Perhaps these were the thoughts of the magpie that attacked me while I was out cycling a couple of weeks ago in Brisbane, Australia. Springtime in Queensland is known locally as a time when territorial birds can swoop, sometimes viciously attacking people. Butcher birds, miners, magpies, they all have their various tactics. This spring I’ve had a few close calls, but this one gave me one hell of a fright and slightly broke skin on my left ear (I have photographic evidence, but it’s pretty unimpressive).
Brisbane City Council signs warn people about swooping birds during spring time
This incident made me think further about people and nature. We often collide with each other. Bees sting. Mosquitoes bite. Sharks attack. Cyclones ravish. Torrential rains devastate. Not to mention all the things we do to nature. More often than not, we are in nature’s way, oblivious to the consequences of our actions. Nature has a way of trying to make us realise that we can’t control everything. That our interactions with it can cause self inflicting wounds. It seems to be constantly giving us signs that it is stressed out and unbalanced.

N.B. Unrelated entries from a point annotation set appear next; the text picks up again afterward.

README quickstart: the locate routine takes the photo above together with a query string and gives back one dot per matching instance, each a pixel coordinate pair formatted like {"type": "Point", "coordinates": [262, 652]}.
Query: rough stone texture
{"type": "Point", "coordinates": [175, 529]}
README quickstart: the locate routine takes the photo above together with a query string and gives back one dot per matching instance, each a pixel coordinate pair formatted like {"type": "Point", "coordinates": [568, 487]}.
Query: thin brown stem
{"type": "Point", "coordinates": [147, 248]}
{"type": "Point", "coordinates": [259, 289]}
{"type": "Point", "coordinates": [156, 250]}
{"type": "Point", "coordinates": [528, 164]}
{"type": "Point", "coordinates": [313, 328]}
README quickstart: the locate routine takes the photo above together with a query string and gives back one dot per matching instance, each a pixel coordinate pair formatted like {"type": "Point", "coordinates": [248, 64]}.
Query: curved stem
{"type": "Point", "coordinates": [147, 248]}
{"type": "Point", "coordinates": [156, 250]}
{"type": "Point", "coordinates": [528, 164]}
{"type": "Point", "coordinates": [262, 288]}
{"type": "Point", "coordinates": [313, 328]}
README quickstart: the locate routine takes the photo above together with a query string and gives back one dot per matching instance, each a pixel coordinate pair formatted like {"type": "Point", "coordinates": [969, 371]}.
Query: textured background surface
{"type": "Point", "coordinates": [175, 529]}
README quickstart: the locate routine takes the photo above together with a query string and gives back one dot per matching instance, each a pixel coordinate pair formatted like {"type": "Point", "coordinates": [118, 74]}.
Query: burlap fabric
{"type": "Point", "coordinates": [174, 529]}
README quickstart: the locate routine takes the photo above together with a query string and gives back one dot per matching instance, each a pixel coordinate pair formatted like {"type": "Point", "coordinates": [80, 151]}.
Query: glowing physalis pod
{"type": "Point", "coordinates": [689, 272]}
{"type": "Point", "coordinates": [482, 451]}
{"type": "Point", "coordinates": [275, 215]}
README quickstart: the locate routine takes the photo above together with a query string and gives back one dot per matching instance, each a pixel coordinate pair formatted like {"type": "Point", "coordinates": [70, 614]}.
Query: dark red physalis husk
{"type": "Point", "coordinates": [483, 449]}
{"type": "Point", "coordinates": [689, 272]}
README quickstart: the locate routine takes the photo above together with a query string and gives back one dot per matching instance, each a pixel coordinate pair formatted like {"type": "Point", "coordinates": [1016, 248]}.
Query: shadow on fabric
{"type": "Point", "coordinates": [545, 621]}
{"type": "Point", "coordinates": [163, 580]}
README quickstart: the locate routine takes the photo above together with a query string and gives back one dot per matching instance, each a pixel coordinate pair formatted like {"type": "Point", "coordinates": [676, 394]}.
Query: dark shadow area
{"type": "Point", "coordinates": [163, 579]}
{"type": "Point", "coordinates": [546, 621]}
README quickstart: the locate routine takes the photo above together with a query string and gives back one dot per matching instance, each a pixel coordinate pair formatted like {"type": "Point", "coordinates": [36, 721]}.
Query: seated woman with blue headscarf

But what about those more subtle signals that don’t affect us physically or don’t cause us direct economic damage? Those gradual changes in nature that we implicit in, that are becoming increasingly well known and documented? Like the decline of insect populations, most likely caused by our overuse of pesticides and habitat destruction, which could have disastrous flow on effects to our ability to feed ourselves globally. That is, our whole way of life. Or the impact we are having on our global climate system which is already having noticeable impacts on both people and nature alike.
Do we need a strong knock to the head to actually realise the impact we are having on the global ecosystem? What will it take us to realise the strength of the thread which binds us and nature together? Being attacked by a magpie made me realise that we can’t escape interacting with the natural world, even when we don’t have bad intentions. But I do wonder, what other messages is nature trying to tell us? And what will it take for us to start listening?